| ||Literature Coverage Dates||Number of Studies||Number of Study Participants|
|Meta-Analysis 1||1991 - 2010||13||2141|
Rivas and colleagues (2016) conducted a meta-analysis to examine the effects of advocacy interventions for women who experience intimate partner violence (IPV). Between 2011 and 2015, the researchers searched electronic databases for international peer-reviewed and non-peer-reviewed studies. The researchers also conducted website searches, manually searched journals, tracked citations, and emailed authors to inquire about potential new studies. The search spanned literature available from 1948 to 2015. Studies were eligible for inclusion if participants were at least 15 years of age and were randomly or quasi-randomly assigned to receive either an advocacy intervention or no care/care as usual. Eligible studies recruited women from healthcare settings, criminal justice facilities, refuges/shelters, or domestic violence agencies. Interventions could be brief (less than 12 hours) or intensive (12 or more hours) and could be delivered in individual or group settings. Interventions incorporated safety planning with the women or facilitated access to and use of community resources, such as refuges or shelters, emergency housing, and psychological care. Interventions that provided these services, either with or without ongoing informal support or counselling, were included.
In a prior review (Ramsay et al. 2009), the researchers only included multicomponent intervention studies where advocacy was the sole difference between the treatment and comparison groups (i.e., both groups received intervention A, but only the treatment group received the additional advocacy intervention). For the present review, multicomponent intervention studies included advocacy in addition to some other form of intervention, and these were compared with no care or care as usual.
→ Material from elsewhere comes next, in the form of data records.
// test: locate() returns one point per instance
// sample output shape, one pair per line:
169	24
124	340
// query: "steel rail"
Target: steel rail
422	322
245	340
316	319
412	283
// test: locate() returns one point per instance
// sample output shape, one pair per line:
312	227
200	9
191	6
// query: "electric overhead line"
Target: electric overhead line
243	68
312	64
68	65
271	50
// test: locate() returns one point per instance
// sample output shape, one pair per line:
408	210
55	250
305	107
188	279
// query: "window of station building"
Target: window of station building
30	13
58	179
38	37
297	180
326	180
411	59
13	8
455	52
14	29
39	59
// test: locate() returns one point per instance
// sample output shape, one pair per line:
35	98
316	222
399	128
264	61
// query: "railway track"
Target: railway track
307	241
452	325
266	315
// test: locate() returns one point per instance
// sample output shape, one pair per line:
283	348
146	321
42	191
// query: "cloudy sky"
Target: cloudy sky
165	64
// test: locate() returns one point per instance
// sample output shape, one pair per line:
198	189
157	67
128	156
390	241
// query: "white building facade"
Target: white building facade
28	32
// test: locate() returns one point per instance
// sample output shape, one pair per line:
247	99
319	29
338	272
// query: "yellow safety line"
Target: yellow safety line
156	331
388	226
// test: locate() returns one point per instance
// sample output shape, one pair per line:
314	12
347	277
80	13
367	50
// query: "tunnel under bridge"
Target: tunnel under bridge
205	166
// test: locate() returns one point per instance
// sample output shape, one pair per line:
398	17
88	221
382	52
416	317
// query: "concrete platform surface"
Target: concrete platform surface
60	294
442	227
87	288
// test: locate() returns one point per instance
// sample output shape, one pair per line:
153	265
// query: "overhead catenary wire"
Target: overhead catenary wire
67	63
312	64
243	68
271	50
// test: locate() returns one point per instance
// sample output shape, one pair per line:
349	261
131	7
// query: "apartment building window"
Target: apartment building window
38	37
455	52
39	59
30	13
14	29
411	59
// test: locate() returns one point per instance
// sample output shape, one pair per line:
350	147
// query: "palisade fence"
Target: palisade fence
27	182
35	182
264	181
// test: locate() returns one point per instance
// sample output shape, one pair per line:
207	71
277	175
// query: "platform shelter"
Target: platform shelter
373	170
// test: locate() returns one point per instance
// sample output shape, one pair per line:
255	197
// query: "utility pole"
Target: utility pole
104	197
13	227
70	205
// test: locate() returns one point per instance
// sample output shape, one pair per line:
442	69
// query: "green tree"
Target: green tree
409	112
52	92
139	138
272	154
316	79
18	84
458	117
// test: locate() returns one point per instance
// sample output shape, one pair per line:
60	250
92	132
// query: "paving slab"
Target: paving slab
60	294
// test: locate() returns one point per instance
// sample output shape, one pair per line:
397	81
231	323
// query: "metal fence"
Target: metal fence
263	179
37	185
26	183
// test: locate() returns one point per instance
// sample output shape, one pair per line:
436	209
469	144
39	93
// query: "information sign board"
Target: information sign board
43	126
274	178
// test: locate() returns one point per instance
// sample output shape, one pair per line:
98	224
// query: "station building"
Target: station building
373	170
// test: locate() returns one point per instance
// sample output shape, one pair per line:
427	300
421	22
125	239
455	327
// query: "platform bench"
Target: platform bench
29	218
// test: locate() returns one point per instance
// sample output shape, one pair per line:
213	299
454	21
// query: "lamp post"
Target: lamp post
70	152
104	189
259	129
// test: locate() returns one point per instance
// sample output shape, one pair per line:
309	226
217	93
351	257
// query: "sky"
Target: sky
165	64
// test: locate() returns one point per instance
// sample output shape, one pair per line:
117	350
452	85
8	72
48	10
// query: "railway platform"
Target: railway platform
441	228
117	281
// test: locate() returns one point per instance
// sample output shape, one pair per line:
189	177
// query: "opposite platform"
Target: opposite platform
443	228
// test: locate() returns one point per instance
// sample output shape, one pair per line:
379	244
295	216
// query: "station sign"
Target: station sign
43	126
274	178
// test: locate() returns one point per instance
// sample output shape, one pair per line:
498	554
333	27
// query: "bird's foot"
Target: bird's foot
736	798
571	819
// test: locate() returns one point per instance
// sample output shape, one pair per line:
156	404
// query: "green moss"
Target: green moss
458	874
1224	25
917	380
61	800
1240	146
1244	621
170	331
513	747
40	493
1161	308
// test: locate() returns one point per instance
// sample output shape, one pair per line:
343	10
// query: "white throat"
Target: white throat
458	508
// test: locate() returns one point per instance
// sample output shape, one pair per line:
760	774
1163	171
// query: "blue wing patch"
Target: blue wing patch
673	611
The present review also incorporated a more stringent definition of “usual care,” defining this type of care as including a minimal element of advocacy, such as providing information cards or leaflets listing addresses and telephone numbers of local support agencies. If more substantive advocacy was offered, then the study could be included only if fewer than 20 percent of women in the control group had received such care.
The search yielded 13 eligible studies from 1991 to 2011. Eleven of the studies were randomized controlled trials, and two were quasi-experimental designs. Twelve of the studies were published in peer-reviewed journals, and one was a published doctoral dissertation. Eight of the studies recruited women in healthcare settings, three in domestic violence shelters, one primarily in a domestic violence shelter but also through social and family service agencies, and one from a community center in a large urban area. The severity of abuse faced by the women varied considerably across studies, ranging from minor to severe physical, sexual, or emotional abuse. A total of 2,141 women took part in the trials. Sixty-one percent were recruited because they were experiencing current (within the last 12 months) physical or sexual abuse. Seven studies extended this inclusion to women who were experiencing emotional or non-physical abuse. Most of the women were still living or intimately involved with the abuser at study entry. The women ranged in age from 15 to 65; however, most were between the ages of 24 and 45. Seven studies included white, black, and Latina women; four studies focused on single ethnic groups (one was with Latina only, one was with black women only, and two were conducted in Hong Kong with Chinese women); one study focused predominantly on women who identified as Mestizo; and one study was conducted in Australia where nearly half of the women were born in Vietnam or a country other than Australia.
Interventions varied in length. In general, interventions described in non-healthcare settings were longer, typically taking place over a period of 2 to 4 months. Most of the interventions recruiting women in healthcare settings were relatively brief; three were one-off sessions and lasted 20 to 30 minutes, 30 minutes, and 90 minutes. Four other trials offered advocacy sessions over a prolonged period but were still generally brief. Follow-up length also varied by studies. Four studies did not conduct a further follow up after assessing outcomes upon completion of the intervention, and the remaining nine studies conducted follow ups from 10 weeks to 3 years postintervention.
The 13 studies included 25 outcome measures. Eleven studies measured some form of abuse (using eight different scales), six assessed quality of life (three scales), six measured depression (three scales), and three measured anxiety or psychological distress (three scales). Eight studies measured physical abuse, six of which evaluated brief advocacy interventions, and two that evaluated intensive interventions. Effects sizes were calculated for five of the six studies that offered brief advocacy. Fixed-effect models were used in all analyses given that all analyses were based on subsets of studies that were deemed clinically heterogeneous. Effect sizes were restricted to the latest sample or latest follow up. The researchers did not indicate use of weighting.